The situation of homeowners at the Australia Garden Village development varies significantly. Some owners received their homes and completed registration procedures but were unable to obtain property ownership certificates. Others received their homes without registering them, while many never received their properties at all. The majority of buyers were retired government officials, engineers, doctors, and even well-known figures in the fields of sports and the arts. Following the collapse of the project, some homeowners were forced to repay their mortgages on their own, as they had borrowed from banks but the Australia-America Company failed to cover the promised interest payments. Some owners expressed fears that, upon finally receiving their properties, they would be greeted not with keys but with memorial portraits—referencing the fact that several buyers passed away before ever moving into their new homes. In some cases, owners had used their home purchase quotas to buy property in the Australia Garden Village, preventing them from purchasing homes elsewhere in Huangpu District. With the assistance of journalists, a few were able to coordinate with the developer and government authorities to terminate their contracts and free up their quotas. After the project was left unfinished, many owners sought to defend their rights by petitioning banks, government agencies, and the media. The long-term rights protection efforts of Australia Garden Village homeowners were eventually listed as a significant source of potential social instability at the provincial, municipal, and district levels. According to data from the Property Owners Committee, as of the Mid-Autumn Festival in 2020, more than 1,100 homeowners could still be contacted, but fewer than 300 were actively involved in ongoing rights defense efforts.

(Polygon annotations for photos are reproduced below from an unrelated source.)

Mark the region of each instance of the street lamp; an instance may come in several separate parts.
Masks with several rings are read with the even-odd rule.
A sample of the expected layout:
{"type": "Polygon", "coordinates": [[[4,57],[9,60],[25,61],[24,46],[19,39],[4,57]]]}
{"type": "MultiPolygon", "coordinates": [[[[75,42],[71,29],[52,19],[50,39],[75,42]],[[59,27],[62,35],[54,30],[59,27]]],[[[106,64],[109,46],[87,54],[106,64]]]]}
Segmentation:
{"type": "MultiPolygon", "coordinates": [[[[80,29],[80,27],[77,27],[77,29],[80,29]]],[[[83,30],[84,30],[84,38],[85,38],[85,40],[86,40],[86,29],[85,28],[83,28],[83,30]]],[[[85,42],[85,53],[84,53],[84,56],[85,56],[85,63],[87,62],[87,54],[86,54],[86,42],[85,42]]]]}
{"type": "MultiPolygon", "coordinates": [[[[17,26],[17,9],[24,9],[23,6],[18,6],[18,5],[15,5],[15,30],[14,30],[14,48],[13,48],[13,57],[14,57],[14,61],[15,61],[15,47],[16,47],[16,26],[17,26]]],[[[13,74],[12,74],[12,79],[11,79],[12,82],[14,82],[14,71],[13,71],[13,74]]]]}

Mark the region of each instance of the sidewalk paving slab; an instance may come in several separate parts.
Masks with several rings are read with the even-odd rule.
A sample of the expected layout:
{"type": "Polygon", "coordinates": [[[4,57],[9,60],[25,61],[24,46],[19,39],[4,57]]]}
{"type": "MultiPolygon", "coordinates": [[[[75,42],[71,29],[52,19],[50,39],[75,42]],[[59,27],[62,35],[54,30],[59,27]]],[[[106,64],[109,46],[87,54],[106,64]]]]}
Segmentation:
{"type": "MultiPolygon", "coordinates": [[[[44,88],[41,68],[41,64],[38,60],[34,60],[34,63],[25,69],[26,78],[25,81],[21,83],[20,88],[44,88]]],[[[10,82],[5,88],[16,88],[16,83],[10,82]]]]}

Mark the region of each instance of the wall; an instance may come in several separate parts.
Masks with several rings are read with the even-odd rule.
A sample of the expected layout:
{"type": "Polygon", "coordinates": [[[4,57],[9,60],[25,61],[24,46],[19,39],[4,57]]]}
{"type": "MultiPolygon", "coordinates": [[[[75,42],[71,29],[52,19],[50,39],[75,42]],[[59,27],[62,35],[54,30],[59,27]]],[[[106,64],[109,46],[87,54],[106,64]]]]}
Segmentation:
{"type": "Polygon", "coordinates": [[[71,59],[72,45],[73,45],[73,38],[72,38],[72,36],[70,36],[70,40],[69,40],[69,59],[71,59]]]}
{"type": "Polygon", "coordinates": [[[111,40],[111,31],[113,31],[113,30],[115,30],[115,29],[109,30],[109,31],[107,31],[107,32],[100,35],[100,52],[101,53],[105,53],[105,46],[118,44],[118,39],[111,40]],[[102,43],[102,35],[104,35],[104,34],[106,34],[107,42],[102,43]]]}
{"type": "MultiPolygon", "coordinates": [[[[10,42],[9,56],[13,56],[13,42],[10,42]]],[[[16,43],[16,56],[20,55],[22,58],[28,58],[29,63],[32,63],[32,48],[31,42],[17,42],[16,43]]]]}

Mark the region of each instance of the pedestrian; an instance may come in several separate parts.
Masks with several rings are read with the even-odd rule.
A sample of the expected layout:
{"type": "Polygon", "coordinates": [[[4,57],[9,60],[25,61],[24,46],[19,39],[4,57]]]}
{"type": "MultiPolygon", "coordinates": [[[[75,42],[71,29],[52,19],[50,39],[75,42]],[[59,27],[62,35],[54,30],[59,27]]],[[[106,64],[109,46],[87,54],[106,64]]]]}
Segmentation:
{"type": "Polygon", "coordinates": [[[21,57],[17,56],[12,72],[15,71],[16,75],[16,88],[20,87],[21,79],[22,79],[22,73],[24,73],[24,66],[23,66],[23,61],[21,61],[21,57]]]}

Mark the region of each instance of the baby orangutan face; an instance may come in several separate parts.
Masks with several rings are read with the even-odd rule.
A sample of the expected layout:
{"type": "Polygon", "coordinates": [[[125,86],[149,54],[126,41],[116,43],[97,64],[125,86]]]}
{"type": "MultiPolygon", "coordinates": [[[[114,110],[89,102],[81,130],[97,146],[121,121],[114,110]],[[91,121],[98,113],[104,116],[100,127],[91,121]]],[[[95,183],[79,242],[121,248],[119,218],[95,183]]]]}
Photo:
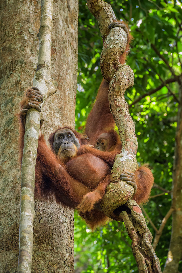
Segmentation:
{"type": "Polygon", "coordinates": [[[101,134],[96,141],[95,148],[97,150],[106,152],[109,147],[110,136],[107,133],[101,134]]]}
{"type": "Polygon", "coordinates": [[[67,128],[56,132],[53,146],[58,158],[65,164],[76,156],[80,147],[78,139],[71,130],[67,128]]]}

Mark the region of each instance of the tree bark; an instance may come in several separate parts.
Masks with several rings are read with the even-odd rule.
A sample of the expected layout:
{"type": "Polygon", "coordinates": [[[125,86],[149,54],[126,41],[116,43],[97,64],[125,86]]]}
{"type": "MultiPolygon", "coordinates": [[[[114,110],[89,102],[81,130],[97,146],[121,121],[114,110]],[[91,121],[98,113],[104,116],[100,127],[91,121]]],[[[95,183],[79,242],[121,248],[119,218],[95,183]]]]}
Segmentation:
{"type": "MultiPolygon", "coordinates": [[[[182,79],[181,79],[181,81],[182,79]]],[[[163,273],[178,272],[179,263],[182,258],[182,85],[179,92],[179,105],[173,174],[171,208],[172,230],[169,247],[163,273]]]]}
{"type": "MultiPolygon", "coordinates": [[[[29,0],[15,1],[11,5],[11,3],[7,5],[1,3],[1,18],[2,273],[17,271],[20,171],[18,162],[18,126],[14,114],[19,111],[24,90],[32,86],[37,63],[37,35],[41,8],[39,2],[29,0]]],[[[44,107],[43,131],[47,139],[59,126],[68,125],[74,127],[77,84],[78,1],[63,3],[56,0],[53,11],[51,75],[58,82],[58,88],[56,94],[47,100],[44,107]]],[[[49,202],[35,200],[35,209],[32,272],[72,273],[73,210],[62,207],[54,200],[49,202]]]]}

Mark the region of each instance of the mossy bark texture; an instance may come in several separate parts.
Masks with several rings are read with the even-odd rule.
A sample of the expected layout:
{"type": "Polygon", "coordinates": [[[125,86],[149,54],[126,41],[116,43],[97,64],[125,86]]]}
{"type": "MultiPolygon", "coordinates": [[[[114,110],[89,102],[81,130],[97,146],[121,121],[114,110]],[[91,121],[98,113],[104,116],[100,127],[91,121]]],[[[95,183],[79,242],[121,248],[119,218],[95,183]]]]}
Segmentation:
{"type": "MultiPolygon", "coordinates": [[[[39,88],[44,102],[56,91],[57,83],[51,76],[51,34],[53,0],[42,0],[40,26],[38,34],[39,52],[33,85],[39,88]]],[[[18,273],[31,273],[33,230],[35,217],[35,169],[41,113],[32,109],[27,114],[21,174],[20,212],[18,273]]]]}
{"type": "MultiPolygon", "coordinates": [[[[19,103],[24,96],[24,91],[35,85],[33,84],[33,79],[38,62],[37,33],[41,5],[40,1],[31,0],[14,0],[13,3],[12,1],[1,3],[0,271],[16,273],[19,253],[20,172],[18,159],[18,124],[15,114],[19,111],[19,103]]],[[[54,0],[53,13],[51,74],[54,80],[58,83],[58,88],[56,93],[47,99],[45,105],[43,103],[43,111],[41,112],[44,119],[42,130],[46,140],[50,134],[59,127],[69,125],[74,128],[78,1],[54,0]]],[[[47,64],[45,64],[47,72],[47,64]]],[[[42,70],[38,70],[37,73],[39,71],[42,70]]],[[[47,74],[44,91],[41,90],[43,83],[42,86],[37,86],[41,92],[45,92],[44,99],[46,93],[48,95],[50,90],[52,92],[52,86],[50,86],[50,78],[47,74]]],[[[31,116],[32,110],[30,111],[31,116]]],[[[30,126],[35,126],[37,132],[34,133],[34,136],[39,126],[37,124],[40,117],[37,115],[37,113],[35,124],[32,123],[30,126]]],[[[28,123],[29,120],[27,117],[28,123]]],[[[27,150],[28,155],[29,150],[27,150]]],[[[29,155],[30,161],[33,160],[34,152],[31,151],[32,155],[29,155]]],[[[29,184],[29,180],[27,182],[29,184]]],[[[29,202],[26,194],[24,198],[25,202],[29,202]]],[[[36,199],[34,209],[32,273],[73,273],[73,210],[62,207],[53,198],[46,202],[36,199]]]]}
{"type": "Polygon", "coordinates": [[[120,56],[126,49],[127,35],[118,27],[109,31],[108,27],[116,18],[108,4],[102,0],[87,0],[87,3],[91,13],[98,20],[105,40],[101,55],[101,69],[104,77],[110,83],[110,109],[119,130],[122,146],[121,153],[115,157],[111,175],[112,183],[107,187],[101,207],[107,216],[124,221],[132,240],[132,251],[139,273],[160,273],[159,259],[151,244],[152,235],[141,211],[135,201],[128,201],[133,194],[133,188],[120,179],[120,174],[124,171],[134,172],[137,167],[138,145],[135,128],[124,97],[126,89],[133,85],[134,74],[129,66],[122,65],[119,61],[120,56]]]}

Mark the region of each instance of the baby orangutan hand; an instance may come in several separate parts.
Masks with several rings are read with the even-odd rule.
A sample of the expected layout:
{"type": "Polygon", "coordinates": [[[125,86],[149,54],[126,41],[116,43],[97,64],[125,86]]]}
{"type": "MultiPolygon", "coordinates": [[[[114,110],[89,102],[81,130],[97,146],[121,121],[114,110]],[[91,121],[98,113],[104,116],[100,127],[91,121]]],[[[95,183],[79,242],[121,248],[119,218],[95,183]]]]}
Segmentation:
{"type": "Polygon", "coordinates": [[[137,192],[137,186],[135,180],[135,174],[133,172],[130,172],[127,171],[124,172],[123,174],[120,175],[121,180],[126,182],[129,185],[133,186],[134,188],[134,195],[137,192]]]}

== Reflection on the project==
Lawyer Jin Yan noted that although the Australia Garden Village project began as a typical case of unfinished real estate development, the dramatic rise in land prices in recent years has triggered a wave of interest and disputes among developers, turning land ownership into a highly contentious issue. Jin emphasized that resolving the matter in a fair and effective manner will require substantial intervention and support from relevant government authorities.